Different compliance approach. Instead of relying on multiple tests to prove persistent toxicity that could translate into instream impacts, the proposed Maximum Daily Effluent Limitation (MDEL) can be deemed a violation from a single test, which is explicitly discouraged by U.S. EPA. Such a policy also increases the likelihood of violations for a false “Fail” result, which is anticipated to occur statistically at least 5% of the time, and with certain test species, may be much higher. In addition, an MDEL makes no logical sense when the test itself takes up to 9 days to conduct.
The draft policy also omits a substantive implementation plan in favor of increasing monitoring if toxicity is observed (the outcome or toxic presumption can change merely by doing additional tests (replicates)), which calls into question the validity of the initial results.
In sum, the draft policy appears to be a solution without an identified problem. As noted by the draft policy, many regions of the State have very little toxicity detected under the existing toxicity assessment approach, yet the draft policy proposes a new approach that could promote toxicity being identified more frequently, or improperly. Even more concerning is that the policy appears focused only on toxicity from large municipal wastewater dischargers, many of which have substantially upgraded their treatment systems to recycle water, and exempts the policy from applying to smaller dischargers and non-NPDES discharges. Thus, the policy does not achieve the goal of statewide consistency, and could result is disparate identification and enforcement of toxicity-related issues.

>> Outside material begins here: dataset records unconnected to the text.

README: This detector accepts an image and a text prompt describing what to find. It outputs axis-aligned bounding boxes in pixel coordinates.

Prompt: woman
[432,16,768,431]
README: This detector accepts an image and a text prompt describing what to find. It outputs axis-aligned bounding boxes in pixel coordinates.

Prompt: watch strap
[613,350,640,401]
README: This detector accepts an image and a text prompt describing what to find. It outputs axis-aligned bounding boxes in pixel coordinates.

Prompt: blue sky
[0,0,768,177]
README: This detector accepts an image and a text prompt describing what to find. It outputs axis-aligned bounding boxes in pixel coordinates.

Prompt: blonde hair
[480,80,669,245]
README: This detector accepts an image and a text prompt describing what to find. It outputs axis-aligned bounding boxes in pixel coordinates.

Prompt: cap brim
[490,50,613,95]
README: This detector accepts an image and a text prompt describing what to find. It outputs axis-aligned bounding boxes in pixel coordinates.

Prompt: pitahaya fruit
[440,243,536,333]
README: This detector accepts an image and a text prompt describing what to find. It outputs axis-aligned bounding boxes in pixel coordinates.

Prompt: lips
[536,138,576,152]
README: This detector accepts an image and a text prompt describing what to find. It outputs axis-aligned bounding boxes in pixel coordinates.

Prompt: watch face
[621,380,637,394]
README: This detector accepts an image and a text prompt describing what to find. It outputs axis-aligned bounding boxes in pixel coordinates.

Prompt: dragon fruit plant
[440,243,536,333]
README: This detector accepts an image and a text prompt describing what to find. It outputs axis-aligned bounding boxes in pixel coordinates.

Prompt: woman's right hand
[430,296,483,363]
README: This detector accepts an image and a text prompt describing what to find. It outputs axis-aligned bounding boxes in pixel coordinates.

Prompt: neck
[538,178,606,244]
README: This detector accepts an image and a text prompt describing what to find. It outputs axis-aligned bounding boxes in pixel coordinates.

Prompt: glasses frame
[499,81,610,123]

Comments on the draft policy are currently due December 7, 2018, although many have requested an extension due to the hundreds of pages of new information. A State Water Board workshop is currently scheduled for 11:00 a.m. on November 28th in Sacramento at the Cal/EPA building, and an adoption hearing is anticipated in the Spring of 2019. Commenters should consider encouraging the State Water Board to affirm use of the existing, mandated and proven Part 136 methods used in nearly all states in this country, and to suspend implementation of the TST until adopted by U.S. EPA as a federally approved method and/or a new ATP is approved authorizing use of the divergent approach proposed.